Interesting article...I did not realize that the WASM needs to be compiled into machine code on the client system, I just assumed it would be directly interpreted by the JS engine.
As a side note, it is interesting to see that multithreaded compilation of a single page provides significant performance benefits here...this is usually not done with C/C++ code compilation from what I understand about it
Well, the difference between "interpreted" and "compiled" has become very blurry during the last 20 years. These days, most "interpreted" programming languages are actually compiled to machine code on the client system.
This includes the JVML, of course, but also JavaScript, Python (with PyPy), etc. PHP isn't quite there yet, but it's coming.
> As a side note, it is interesting to see that multithreaded compilation of a single page provides significant performance benefits here...this is usually not done with C/C++ code compilation from what I understand about it
It's slightly different, but native code is typically compiled concurrently, too. The meat of it is often handled by the build system rather than the compiler itself, but that's not so different.
Thanks to pressure from HHVM I assume. Nothing was happening in the PHP language for freaking three years.
To be fair the benchmarks usually take a wordpress
or drupal installation and do a requests per second measurement, which IMO is a real world benchmark.
No hate, I just don't get why hhvm doesn't get any love for what they did. Maybe because from HPHPc to HHVM they seriously gave the PHPc a competition and people kind of got mad.
> Nothing was happening in the PHP language for freaking three years.
To be fair that's not because they where sleeping, but because they attempted to do something that proved too hard (unicode support) and they had to abandon it. That's why PHP skipped version 6.

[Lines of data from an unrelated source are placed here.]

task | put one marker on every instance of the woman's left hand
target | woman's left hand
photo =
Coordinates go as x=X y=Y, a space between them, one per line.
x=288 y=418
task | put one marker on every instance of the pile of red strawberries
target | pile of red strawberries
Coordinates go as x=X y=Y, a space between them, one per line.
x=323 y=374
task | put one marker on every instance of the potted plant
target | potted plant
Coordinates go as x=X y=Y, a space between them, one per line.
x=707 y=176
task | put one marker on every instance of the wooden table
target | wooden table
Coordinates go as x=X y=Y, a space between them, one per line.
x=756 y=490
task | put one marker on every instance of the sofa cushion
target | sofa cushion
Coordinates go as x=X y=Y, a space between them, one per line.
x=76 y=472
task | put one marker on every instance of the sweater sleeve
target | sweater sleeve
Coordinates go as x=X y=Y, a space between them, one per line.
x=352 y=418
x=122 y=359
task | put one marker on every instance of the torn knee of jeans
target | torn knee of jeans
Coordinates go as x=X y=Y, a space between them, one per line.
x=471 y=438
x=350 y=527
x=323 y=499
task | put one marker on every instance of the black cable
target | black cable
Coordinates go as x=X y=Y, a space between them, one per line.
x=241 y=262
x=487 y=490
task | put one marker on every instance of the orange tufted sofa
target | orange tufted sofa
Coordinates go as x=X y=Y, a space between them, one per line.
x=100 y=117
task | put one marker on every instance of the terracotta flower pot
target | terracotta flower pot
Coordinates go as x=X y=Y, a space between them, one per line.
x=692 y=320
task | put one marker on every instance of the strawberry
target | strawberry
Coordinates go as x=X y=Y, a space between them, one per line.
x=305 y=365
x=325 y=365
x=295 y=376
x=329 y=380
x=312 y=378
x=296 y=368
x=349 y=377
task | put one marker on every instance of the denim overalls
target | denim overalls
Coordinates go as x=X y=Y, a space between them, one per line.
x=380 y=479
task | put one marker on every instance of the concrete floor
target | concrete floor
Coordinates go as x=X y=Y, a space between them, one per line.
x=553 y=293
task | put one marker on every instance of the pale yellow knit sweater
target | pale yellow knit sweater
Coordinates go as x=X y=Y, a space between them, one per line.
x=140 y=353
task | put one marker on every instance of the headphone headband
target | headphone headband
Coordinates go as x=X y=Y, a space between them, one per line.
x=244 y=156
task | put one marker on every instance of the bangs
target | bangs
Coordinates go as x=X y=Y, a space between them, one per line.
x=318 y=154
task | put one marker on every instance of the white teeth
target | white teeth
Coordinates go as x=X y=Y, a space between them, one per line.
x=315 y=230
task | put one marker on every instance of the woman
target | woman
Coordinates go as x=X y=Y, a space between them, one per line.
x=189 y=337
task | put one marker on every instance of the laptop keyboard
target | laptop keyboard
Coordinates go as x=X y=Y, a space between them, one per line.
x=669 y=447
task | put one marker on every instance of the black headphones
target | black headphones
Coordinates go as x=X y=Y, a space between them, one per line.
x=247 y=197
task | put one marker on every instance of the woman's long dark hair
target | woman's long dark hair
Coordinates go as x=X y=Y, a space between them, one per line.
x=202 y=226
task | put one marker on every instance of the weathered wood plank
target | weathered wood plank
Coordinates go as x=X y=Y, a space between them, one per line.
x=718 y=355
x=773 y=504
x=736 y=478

>No hate, I just don't get why hhvm doesn't get any love for what they did.
I don't know - I expected to see a ton of Hack projects show up here but it's like no one cared about the language except as a wake-up call to PHP. Maybe the involvement of Facebook put people off.
> As a side note, it is interesting to see that multithreaded compilation of a single page provides significant performance benefits here...this is usually not done with C/C++ code compilation from what I understand about it
Well, that's because typically all cores are maxed out during a parallel build of large-scale C++ software, so there's no need to go any further.
With link-time optimization it's a different story…hence the work some compilers (like rustc for Rust) are doing to parallelize builds of single compilation units.
There's a simple-but-useful WebAssembly Explorer at https://mbebenita.github.io/WasmExplorer/ that interactively shows the C/C++ -> WASM Text -> x86 ASM path that WebAssembly takes.
> I did not realize that the WASM needs to be compiled into machine code on the client system
It doesn't need to be. This is a choice they've made. Other implementations of WASM could interpret it they wanted.
The Church-Turing thesis tells us that any program you can compile to machine code can also be interpreted, so it is not possible that any language needs to be compiled into machine code.
Total Aside. As a compiler and runtimes guy, I'm super excited for streaming compilation. I think stuff like this and ethereum for distributed computation is really cool stuff! :D
Streaming compilation is the way it was always historically done. One reason is that computers used to not have enough RAM to store whole non-trivial programs in it in AST or another intermediate form.
Second reason is that this approach matches how the underlying theory of languages and automatons works. One can view modern AST producing compiler frontend as compiler that compiles it's input into program that builds the resulting AST.
On the other hand many modern optimalization passes simply cannot be done in streaming manner or even by any pushdown automaton.
That's great news. On http://8bitworkshop.com/ I'd like to offer some additional WASM modules on-demand but they take 15+ seconds to load. (It seems 50% of the time is parsing and 50% module instantiation)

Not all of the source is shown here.